Reports
AuM Slips Slightly At GAM Holdings

GAM Holdings, the Zurich-listed firm catering to clients such as high net worth individuals, said assets under management in its investment arm slipped a touch to SFr69.6 billion ($79 billion).
GAM Holdings,
the Zurich-listed firm catering to clients such as high net worth
individuals, reported today that assets under management in its
investment arm slipped a touch to SFr69.6 billion ($79 billion)
at the end of March from SFr69.8 billion three months
earlier.
Market performance had a positive effect, largely offsetting the
net new money outflows experienced for the full quarter and the
adverse impact from a strengthening Swiss franc (GAM’s reporting
currency) against the US dollar and the euro, it said in a
statement.
Investment management experienced the tail end of outflows which
began in late 2013, with client flows turning positive in March,
it said.
There were flows out of the firm’s largest flagship absolute
return/unconstrained bond and local emerging debt strategies but
the position stabilised towards the end of the quarter, on the
back of a marked improvement in investment performance in both
strategies.
Low-margin money market funds and the physical gold ETF continued
to experience market-driven net new money outflows across the
reporting period.
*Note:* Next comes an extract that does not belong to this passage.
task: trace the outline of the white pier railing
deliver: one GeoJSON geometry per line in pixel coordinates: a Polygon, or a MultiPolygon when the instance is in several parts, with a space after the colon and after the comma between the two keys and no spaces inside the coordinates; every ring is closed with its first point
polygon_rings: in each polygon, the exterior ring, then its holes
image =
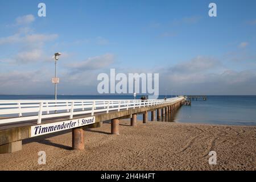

They were offset by “robust demand” for GAM's
higher-margin equity products.
Private labelling
In GAM’s “Private Labelling” arm - the area providing outsourcing
solutions to third parties and contributing around 6 per cent of
its revenues - ended the quarter with assets under management of
SFr45.7 billion. Assets rose SFr1.1 billion from 31 December
2013, reflecting positive market performance and net new money
inflows. Foreign exchange movements had a small negative impact,
as the majority of assets in this business are denominated in
Swiss francs.
Net inflows were recorded mainly in Luxembourg-domiciled and
offshore funds, while funds domiciled in Switzerland experienced
net outflows. The year started on a positive note, with a number
of product launches by existing partners and a mandate from a
newly acquired Swiss pension fund client.
Tangible equity as at 31 March 2014 was SFr 563.1 million, up
from SFr 551.4 million at year-end 2013. This reflects continued
levels of robust profitability across the group's businesses.